Studies are ongoing to analyze components of diet including fruit and vegetable intake in relation to risk of benign breast lesions and other markers of breast cancer risk.
These studies may lead to targeted interventions and health promotion in young adults to reduce the risk of breast cancer.
Dr. Colditz specializes in studies on childhood and adolescent lifestyle and growth, combining these with insights on breast development to identify potential prevention strategies to reduce breast cancer risk starting early in life.
This year, the group will focus on the importance of a healthy diet, as measured by fruit and vegetable intake, in relation to risk of benign breast lesions and other markers of breast cancer risk. Findings from this work could provide new evidence of the importance of the adolescent and early adult diet to reduce breast cancer risk.
Dr. Colditz is also examining data from women enrolled in the Nurses Health Study II to assess childhood and adolescent growth and lifestyle factors including obesity, peak height growth velocity, adolescent alcohol intake, and physical activity, in relation to markers of cell growth in normal breast tissue. Results may indicate the importance of these body measurements and lifestyle choices on breast cancer risk.

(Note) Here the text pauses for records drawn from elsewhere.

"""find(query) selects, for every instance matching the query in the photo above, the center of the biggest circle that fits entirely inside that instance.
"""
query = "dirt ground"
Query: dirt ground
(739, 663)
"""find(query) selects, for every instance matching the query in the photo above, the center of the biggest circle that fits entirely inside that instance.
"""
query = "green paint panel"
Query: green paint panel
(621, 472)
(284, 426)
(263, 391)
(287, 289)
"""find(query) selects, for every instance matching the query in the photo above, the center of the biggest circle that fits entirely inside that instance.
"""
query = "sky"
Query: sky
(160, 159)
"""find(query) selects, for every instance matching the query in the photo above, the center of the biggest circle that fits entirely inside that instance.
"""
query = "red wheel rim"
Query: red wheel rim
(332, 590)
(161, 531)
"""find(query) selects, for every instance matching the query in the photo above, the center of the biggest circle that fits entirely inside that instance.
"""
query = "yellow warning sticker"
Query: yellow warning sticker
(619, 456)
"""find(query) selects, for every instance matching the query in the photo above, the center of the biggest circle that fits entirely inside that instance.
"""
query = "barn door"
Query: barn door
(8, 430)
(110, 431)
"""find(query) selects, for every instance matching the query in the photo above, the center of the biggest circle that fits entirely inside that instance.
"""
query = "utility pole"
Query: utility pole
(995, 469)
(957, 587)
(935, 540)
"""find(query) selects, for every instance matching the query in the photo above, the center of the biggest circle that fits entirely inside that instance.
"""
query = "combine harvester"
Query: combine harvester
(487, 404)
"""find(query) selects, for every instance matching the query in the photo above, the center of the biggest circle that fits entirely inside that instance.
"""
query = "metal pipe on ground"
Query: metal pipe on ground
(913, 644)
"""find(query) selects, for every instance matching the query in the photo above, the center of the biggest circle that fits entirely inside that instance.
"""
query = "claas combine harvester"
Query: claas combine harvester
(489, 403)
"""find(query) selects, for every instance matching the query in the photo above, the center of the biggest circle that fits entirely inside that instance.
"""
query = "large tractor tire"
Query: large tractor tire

Dr. Colditz is an epidemiologist and public health expert with a longstanding interest in the causes and prevention of chronic disease, particularly among women. With a commitment to identifying strategies for prevention of breast cancer, Dr. Colditz studies benign breast disease and other markers for risk of breast cancer. Dr. Colditz described the increase in risk of breast cancer with use of combined estrogen plus progestin therapy and a significant increase in risk with increasing duration of use. Mortality from breast cancer was also elevated among current users (NEJM 1995). These data were confirmed by the WHI. He documented in prospective data the importance of proliferative benign lesions and risk of subsequent breast cancer (JAMA 1992; NEJM 1999) and the potential for childhood and adolescent diet, alcohol, and adiposity to modify risk of premalignant and invasive breast cancers. His research continues to focus on this time period in women’s lives and prevention of breast cancer. He is among the most highly cited medical researchers in the world.
Dr. Colditz developed the award-winning Your Disease Risk website (www.yourdiseaserisk.wustl.edu) which communicates tailored prevention messages to the public. He has published over 900 peer-reviewed publications, six books and contributed to reports for the Institute of Medicine, National Academies of Science.
Dr. Colditz has served in numerous leadership roles. He was the editor-in-chief of the journal Cancer Causes and Control and has contributed to reports of the Surgeon General on Tobacco and Health. In October 2006, on the basis of professional achievement and commitment to public health, Dr. Colditz was elected to membership of the Institute of Medicine, an independent body that advises the U.S. government on issues affecting public health. He received the ACS Medal of Honor in 2011, the AACR-AACS award in 2012, and the ACSO-ACS award in 2014, all recognizing his research in cancer prevention and control.